A program of the Museum of Ethnography Morigerati for the European Heritage Day: 27-28 September 2008
Voices of Women makes available a part of the Museum sound archive. The room devoted to artifacts, tools and textile machinery will be voiced by the voice of a peasant woman Morigerati that chronicles the life and work conditions, since the war to date.
Other biographical narratives will be offered in the listening room of the Museum through multimedia workstations individual.
I chose three interviews of women who write about themselves, family, country, work in Morigerati and out. Are synthesized stories through an 'assembly operation which I hope does not betray the original documents. In fact it is the interviews that have been omitted questions, breaks contracted and deleted some repetition and redundancy.

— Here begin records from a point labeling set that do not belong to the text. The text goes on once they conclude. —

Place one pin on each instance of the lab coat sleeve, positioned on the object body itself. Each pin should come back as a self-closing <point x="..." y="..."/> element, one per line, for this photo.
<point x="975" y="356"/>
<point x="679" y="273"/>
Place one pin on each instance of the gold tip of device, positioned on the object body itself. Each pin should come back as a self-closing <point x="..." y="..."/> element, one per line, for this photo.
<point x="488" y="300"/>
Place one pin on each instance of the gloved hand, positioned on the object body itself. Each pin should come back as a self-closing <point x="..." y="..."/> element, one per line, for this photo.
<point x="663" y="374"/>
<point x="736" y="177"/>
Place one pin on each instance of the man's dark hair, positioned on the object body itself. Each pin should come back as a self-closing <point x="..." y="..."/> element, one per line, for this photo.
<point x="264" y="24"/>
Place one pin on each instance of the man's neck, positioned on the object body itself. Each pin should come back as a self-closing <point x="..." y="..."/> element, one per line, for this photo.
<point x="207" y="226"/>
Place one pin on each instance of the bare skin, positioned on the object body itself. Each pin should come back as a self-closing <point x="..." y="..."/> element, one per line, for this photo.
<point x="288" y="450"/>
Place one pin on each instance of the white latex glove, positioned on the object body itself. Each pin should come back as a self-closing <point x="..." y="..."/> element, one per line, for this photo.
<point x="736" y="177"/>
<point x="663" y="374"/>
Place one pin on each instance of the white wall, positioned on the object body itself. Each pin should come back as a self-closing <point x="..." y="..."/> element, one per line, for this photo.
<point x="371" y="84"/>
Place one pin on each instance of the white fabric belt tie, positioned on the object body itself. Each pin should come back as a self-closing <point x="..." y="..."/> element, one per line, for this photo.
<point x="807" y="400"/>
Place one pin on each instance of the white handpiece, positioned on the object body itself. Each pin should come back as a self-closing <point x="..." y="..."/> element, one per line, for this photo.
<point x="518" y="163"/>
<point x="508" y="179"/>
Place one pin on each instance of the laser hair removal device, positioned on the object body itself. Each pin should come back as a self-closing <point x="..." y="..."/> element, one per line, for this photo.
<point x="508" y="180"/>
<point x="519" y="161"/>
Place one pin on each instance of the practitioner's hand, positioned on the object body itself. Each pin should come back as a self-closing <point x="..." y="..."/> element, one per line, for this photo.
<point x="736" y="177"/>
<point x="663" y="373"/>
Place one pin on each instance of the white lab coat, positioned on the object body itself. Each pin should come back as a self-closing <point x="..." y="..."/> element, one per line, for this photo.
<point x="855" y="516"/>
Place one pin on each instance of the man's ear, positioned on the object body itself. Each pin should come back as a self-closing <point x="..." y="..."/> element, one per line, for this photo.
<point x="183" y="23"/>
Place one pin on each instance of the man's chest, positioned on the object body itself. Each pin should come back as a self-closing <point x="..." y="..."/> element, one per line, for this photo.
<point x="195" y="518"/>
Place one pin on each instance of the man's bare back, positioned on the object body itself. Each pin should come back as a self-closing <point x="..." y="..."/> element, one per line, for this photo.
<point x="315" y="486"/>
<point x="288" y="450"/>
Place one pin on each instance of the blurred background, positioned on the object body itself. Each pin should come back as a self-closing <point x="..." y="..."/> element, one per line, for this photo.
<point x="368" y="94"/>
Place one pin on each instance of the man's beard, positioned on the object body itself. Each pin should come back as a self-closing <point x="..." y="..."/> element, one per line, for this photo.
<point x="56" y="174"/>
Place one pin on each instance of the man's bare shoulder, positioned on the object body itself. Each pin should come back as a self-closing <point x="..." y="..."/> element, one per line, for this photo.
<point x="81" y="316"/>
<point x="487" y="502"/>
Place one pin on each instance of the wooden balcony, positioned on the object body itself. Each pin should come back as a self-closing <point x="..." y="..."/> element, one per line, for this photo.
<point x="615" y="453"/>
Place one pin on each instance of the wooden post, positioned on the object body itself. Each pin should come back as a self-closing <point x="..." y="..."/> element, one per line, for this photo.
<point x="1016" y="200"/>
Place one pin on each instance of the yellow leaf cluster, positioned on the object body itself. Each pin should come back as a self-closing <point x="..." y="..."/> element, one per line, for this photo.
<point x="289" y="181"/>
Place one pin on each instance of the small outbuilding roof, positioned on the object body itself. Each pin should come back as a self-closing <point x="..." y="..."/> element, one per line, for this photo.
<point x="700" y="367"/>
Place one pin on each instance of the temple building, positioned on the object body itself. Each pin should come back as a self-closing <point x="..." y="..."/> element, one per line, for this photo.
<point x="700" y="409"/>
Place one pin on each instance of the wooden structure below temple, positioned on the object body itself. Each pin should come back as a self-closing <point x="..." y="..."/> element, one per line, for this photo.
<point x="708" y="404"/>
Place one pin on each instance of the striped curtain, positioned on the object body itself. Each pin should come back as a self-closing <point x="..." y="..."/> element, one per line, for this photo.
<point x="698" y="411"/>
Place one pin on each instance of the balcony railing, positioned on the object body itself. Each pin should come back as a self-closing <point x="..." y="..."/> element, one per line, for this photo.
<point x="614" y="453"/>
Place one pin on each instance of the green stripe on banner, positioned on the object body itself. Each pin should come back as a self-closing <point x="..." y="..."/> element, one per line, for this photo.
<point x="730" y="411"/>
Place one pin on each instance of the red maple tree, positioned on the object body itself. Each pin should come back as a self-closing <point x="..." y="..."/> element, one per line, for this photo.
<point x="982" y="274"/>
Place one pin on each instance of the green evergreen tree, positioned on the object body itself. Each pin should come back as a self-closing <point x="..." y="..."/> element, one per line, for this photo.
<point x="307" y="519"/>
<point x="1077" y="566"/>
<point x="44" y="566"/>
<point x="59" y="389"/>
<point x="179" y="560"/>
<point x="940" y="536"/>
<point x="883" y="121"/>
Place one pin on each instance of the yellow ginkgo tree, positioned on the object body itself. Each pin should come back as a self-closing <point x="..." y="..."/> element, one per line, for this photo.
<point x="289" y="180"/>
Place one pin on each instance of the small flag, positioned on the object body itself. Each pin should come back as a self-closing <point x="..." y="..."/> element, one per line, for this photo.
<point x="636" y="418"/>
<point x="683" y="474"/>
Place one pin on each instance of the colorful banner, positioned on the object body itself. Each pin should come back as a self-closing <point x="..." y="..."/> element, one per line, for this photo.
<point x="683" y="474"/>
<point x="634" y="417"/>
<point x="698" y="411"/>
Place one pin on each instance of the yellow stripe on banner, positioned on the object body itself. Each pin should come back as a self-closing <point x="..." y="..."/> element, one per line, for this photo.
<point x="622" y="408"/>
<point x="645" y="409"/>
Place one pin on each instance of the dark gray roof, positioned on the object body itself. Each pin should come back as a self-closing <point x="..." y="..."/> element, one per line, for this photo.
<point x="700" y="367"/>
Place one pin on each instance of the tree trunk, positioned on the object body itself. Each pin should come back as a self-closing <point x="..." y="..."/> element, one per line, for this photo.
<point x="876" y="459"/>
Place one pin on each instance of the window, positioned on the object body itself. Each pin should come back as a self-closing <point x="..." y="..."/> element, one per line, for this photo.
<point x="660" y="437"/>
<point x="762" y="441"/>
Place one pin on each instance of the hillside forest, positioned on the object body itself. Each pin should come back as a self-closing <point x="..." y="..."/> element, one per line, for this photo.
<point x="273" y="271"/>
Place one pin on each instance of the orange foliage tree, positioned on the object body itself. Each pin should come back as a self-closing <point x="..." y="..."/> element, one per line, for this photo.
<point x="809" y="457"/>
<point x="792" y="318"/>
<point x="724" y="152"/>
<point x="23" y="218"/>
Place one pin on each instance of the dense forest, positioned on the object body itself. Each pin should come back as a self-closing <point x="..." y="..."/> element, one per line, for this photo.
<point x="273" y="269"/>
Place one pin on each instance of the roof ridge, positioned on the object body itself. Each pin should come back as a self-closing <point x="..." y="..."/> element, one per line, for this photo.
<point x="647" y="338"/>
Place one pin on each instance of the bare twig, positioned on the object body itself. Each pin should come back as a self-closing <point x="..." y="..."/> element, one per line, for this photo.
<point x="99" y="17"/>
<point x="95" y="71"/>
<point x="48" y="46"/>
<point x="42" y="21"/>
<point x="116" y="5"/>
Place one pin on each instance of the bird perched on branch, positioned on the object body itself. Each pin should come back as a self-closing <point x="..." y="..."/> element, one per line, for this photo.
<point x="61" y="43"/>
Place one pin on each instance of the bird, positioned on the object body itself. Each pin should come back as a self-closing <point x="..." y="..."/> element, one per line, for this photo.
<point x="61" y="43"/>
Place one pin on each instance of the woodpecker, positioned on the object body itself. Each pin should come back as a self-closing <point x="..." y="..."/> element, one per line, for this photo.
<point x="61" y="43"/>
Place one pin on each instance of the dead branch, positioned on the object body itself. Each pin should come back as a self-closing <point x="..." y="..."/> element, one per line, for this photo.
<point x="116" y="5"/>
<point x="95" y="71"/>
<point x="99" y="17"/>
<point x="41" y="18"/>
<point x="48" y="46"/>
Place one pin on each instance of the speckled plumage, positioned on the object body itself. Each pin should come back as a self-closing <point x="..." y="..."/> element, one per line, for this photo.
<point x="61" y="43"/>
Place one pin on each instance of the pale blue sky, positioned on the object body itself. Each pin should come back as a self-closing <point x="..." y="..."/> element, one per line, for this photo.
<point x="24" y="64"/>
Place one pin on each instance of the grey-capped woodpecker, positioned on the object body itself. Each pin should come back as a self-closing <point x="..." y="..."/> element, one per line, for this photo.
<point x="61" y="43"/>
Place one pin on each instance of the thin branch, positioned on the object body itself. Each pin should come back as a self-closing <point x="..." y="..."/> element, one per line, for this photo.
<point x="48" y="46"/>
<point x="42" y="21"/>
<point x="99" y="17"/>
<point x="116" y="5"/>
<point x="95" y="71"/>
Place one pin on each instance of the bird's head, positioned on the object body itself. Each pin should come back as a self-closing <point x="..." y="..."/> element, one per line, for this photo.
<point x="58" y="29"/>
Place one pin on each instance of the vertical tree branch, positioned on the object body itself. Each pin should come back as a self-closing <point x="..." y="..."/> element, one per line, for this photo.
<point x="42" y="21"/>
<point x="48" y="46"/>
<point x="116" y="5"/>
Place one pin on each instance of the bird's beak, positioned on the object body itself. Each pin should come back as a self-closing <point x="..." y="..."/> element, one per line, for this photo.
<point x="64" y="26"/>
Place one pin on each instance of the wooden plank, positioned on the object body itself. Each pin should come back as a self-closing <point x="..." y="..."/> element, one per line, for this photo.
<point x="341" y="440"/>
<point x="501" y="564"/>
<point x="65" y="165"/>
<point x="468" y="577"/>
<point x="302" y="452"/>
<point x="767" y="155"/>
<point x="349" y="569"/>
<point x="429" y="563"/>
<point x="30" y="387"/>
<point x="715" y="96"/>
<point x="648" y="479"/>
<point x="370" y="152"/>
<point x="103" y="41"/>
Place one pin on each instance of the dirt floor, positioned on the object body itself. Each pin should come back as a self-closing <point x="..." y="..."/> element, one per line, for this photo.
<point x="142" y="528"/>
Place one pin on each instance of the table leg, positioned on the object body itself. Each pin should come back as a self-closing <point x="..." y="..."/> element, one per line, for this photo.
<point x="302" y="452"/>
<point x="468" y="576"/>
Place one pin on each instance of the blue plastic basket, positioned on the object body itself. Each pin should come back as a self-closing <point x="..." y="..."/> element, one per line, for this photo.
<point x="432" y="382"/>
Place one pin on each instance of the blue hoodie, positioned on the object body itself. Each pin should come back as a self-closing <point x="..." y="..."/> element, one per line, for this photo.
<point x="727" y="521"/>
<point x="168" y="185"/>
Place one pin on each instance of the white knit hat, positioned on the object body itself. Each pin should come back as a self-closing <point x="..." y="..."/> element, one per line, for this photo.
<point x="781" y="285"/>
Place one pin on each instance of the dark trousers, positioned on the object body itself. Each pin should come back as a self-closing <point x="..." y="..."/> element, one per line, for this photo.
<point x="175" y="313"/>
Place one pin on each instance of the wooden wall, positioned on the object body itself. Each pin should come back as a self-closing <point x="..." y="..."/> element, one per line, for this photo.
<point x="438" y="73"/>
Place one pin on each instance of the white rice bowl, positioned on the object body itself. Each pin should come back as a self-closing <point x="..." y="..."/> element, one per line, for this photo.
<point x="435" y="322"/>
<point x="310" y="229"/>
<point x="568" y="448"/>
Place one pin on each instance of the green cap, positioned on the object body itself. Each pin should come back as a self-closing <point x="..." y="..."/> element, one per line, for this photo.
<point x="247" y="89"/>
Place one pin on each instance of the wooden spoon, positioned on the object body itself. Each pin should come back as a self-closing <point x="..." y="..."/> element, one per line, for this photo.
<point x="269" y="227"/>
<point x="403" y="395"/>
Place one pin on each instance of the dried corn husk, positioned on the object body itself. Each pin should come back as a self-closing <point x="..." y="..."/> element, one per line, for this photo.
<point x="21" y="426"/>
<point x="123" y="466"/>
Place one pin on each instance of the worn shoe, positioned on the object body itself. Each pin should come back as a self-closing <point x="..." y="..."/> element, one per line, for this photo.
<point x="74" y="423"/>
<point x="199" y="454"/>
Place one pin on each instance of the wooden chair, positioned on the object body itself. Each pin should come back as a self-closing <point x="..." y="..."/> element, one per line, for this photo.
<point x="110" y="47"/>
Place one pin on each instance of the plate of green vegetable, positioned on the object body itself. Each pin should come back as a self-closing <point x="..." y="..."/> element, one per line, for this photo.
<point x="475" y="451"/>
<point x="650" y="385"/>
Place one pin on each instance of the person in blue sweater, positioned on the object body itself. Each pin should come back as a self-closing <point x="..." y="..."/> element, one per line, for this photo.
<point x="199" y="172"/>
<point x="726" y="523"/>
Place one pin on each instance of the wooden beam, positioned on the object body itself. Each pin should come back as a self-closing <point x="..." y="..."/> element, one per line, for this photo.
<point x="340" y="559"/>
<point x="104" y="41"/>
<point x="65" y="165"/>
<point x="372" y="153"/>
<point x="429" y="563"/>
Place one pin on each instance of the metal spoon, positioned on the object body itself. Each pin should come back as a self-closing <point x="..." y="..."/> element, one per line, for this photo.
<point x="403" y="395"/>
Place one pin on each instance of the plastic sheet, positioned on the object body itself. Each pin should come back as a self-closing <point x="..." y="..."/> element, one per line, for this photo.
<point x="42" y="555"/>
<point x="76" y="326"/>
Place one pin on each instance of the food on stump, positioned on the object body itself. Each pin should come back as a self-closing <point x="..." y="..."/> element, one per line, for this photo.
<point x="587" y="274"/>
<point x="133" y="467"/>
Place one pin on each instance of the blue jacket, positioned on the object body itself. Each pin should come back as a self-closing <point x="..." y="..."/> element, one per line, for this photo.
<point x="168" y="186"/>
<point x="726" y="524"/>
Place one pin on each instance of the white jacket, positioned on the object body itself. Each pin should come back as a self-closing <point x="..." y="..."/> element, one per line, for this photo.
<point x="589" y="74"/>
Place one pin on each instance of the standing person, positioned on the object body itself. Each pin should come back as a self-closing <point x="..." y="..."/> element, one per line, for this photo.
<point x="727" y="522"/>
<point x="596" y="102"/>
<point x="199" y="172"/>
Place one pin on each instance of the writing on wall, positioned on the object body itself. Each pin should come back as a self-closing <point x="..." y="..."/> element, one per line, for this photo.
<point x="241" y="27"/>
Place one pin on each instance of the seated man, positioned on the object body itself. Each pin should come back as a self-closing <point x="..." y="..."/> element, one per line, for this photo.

I realize that these operations are often arbitrary, because the pauses, the repetitions are carriers of meaning in the context of a conversation, but I wished to make it easier to play and then adopt forms of synthesis.
The stories have been made over the past six years and those chosen give a good sense of these farmers' lives: of hard work in the fields of 'inability to attend school, of' extreme poverty, widespread social strata in amplifier, the first contracts workers to the rise of public works, of 'power of' child rearing. Listening to me crowded questions about what happened in the postwar years and I thought the leap that these communities have made very aware of the need for change. These women are, therefore, the protagonists of a radical change, not so much of their lives, but certainly those of children.
Voices of Women makes available a part of the Museum sound archive. The room devoted to artifacts, tools and textile machinery will be voiced by the voice of a peasant woman Morigerati that chronicles the life and work conditions, since the war to date.
Other biographical narratives will be offered in the listening room of the Museum through multimedia workstations individual.
I chose three interviews of women who write about themselves, family, country, work in Morigerati and out. Are synthesized stories through an 'assembly operation which I hope does not betray the original documents. In fact it is the interviews that have been omitted questions, breaks contracted and deleted some repetition and redundancy. I realize that these operations are often arbitrary, because the pauses, the repetitions are carriers of meaning in the context of a conversation, but I wished to make it easier to play and then adopt forms of synthesis.
The stories have been made over the past six years and those chosen give a good sense of these farmers' lives: of hard work in the fields of 'inability to attend school, of' extreme poverty, widespread social strata in amplifier, the first contracts workers to the rise of public works, of 'power of' child rearing. Listening to me crowded questions about what happened in the postwar years and I thought the leap that these communities have made very aware of the need for change. These women are, therefore, the protagonists of a radical change, not so much of their lives, but certainly those of children.